Minimum Spanning Tree Algorithms
Spanning Tree
Spanning Tree is a subgraph that connects all the nodes in the subgraph with the minimal number of edges possible. The minimum number of edges that form a spanning tree is n-1 where n is the number of nodes in the subgraph. A spanning tree does not have any cycles.
Properties of Spanning Tree
Minimum Spanning Tree
A minimum spanning tree is a spanning tree that has the minimal combined edge weights. The minimum spanning tree don’t have to be unique.
We will introduce 2 algorithms to calculate the minimum spanning tree of a graph
Prims Algorithm
Prims Algorithm starts by visiting a single node and incrementally grows the minimum spanning tree one node at a time by performing a breadth first search for the next smallest weighted node that connects any nodes already in the tree with an unvisited node(frontier nodes). Repeat till we reached all reachable nodes.
Algorithm
Step 1: Pick a starting node
Step 2: Mark the selected node as visited, then find all the nodes that are reachable from the selected node
Step 3: Pick the smallest edge that is reached from an visited nodes and repeat step 2
Step 4: Repeat till we run out of edges that can reach the unvisited nodes from the visited nodes.

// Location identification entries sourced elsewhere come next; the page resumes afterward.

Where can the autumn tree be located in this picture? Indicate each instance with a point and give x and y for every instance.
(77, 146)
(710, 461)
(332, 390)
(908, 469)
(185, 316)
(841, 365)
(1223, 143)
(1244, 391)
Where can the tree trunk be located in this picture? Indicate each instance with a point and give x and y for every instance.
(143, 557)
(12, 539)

Note! If the size of our tree is less than the number of nodes the tree is not fully connected.
from typing import Union, List, Tuple, Dict
from collections import defaultdict
import heapq
Node = Union[int, str]
class Prims:
def __init__(self, edges: List[Tuple[Node, Node, int]]) -> None:
self.adjacent_map = self.__initialize_adjacent_map(edges)
def __initialize_adjacent_map(self, edges: List[Tuple[Node, Node, int]]) -> Dict[Node, List[Tuple[Node, int]]]:
adjacent_map = defaultdict(list)
for node1, node2, weight in edges:
adjacent_map[node1].append((weight, node2))

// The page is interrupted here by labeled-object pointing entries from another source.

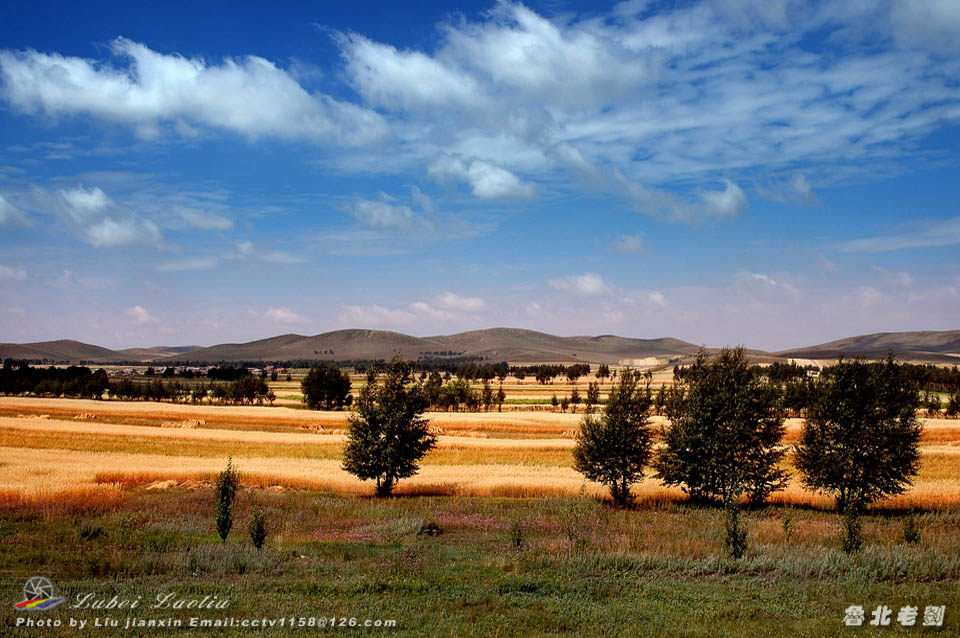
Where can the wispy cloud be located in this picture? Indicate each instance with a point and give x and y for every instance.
(514, 103)
(10, 273)
(628, 244)
(140, 315)
(930, 235)
(160, 93)
(202, 219)
(586, 285)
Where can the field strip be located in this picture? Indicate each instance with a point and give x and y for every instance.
(38, 471)
(532, 423)
(252, 436)
(46, 472)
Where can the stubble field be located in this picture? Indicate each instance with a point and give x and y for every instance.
(118, 497)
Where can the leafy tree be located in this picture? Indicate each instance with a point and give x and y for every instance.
(486, 396)
(326, 387)
(603, 371)
(388, 435)
(861, 440)
(614, 447)
(953, 405)
(593, 396)
(725, 429)
(661, 400)
(575, 399)
(226, 489)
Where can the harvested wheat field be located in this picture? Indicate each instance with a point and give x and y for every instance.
(51, 445)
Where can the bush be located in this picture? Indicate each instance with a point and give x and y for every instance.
(614, 448)
(258, 528)
(517, 533)
(429, 529)
(852, 539)
(736, 532)
(226, 491)
(911, 529)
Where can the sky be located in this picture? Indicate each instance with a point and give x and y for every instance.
(770, 173)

adjacent_map[node2].append((weight, node1)) # Assuming the graph is undirected
return dict(adjacent_map)
def find_minimum_weight(self, start_node: Node) -> int:
# This method would implement Prims's algorithm to find the
# sum of the weights of a minimum spanning tree.
# This method takes a starting node return a integer representing the sum of the weight of the mst.

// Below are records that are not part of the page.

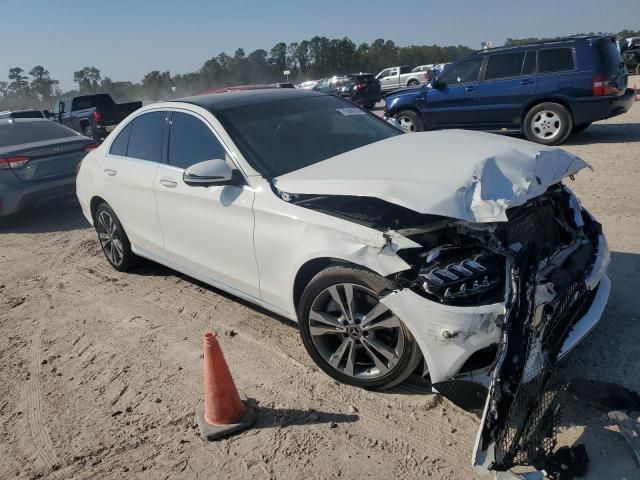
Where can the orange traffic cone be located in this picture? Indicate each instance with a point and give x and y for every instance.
(223, 412)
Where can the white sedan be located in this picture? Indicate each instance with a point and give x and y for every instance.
(446, 253)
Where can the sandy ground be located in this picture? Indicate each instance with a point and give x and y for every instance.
(100, 371)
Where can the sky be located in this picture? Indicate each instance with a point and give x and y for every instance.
(127, 38)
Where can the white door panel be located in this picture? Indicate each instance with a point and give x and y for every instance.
(128, 189)
(208, 229)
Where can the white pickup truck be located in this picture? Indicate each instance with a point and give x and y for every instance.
(400, 77)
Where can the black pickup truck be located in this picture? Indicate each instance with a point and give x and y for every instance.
(92, 115)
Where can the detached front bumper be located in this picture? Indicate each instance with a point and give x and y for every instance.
(448, 335)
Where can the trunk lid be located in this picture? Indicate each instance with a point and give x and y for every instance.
(48, 159)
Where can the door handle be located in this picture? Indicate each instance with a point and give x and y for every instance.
(167, 182)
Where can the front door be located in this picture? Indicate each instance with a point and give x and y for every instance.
(453, 100)
(207, 231)
(510, 81)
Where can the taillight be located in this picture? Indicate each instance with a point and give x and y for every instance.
(602, 86)
(12, 162)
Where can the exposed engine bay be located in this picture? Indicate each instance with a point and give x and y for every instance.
(544, 263)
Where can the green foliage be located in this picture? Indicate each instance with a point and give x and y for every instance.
(314, 58)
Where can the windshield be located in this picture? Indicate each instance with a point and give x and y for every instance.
(280, 137)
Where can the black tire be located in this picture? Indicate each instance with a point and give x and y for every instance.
(125, 260)
(558, 121)
(580, 128)
(407, 117)
(407, 361)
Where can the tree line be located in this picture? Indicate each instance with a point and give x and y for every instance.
(315, 58)
(309, 59)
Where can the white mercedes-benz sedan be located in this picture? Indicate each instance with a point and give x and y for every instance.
(459, 255)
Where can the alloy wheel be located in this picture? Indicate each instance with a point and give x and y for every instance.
(355, 333)
(110, 238)
(546, 124)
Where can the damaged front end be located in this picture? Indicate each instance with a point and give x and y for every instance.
(494, 306)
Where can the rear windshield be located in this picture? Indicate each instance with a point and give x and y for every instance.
(27, 132)
(98, 101)
(612, 61)
(280, 137)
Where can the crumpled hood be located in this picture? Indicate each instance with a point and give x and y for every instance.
(461, 174)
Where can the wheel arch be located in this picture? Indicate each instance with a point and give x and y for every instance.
(311, 268)
(93, 205)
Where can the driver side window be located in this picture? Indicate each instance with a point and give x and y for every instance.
(463, 72)
(191, 142)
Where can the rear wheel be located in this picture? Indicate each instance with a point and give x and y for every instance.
(409, 121)
(548, 123)
(350, 334)
(580, 128)
(113, 239)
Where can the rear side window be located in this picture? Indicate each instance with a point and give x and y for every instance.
(462, 72)
(18, 133)
(555, 60)
(191, 142)
(146, 137)
(119, 145)
(504, 65)
(612, 61)
(529, 66)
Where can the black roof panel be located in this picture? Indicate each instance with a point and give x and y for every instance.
(243, 98)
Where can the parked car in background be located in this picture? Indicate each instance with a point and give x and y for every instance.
(92, 115)
(360, 88)
(38, 162)
(402, 76)
(31, 113)
(546, 90)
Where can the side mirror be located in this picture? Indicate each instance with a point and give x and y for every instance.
(208, 173)
(438, 84)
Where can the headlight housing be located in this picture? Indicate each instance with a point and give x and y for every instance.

if start_node not in self.adjacent_map:
raise ValueError("Node doees not exist in tree")
min_heap = []
visited = set()
min_distance = 0
heapq.heappush(min_heap, (0, start_node))
while min_heap:
current_node_distance, current_node = heapq.heappop(min_heap)
if current_node not in visited:
visited.add(current_node)
min_distance += current_node_distance
for adjacent_node_edge_length, adjacent_node in self.adjacent_map[current_node]:
if adjacent_node not in visited:
heapq.heappush(min_heap, (adjacent_node_edge_length, adjacent_node))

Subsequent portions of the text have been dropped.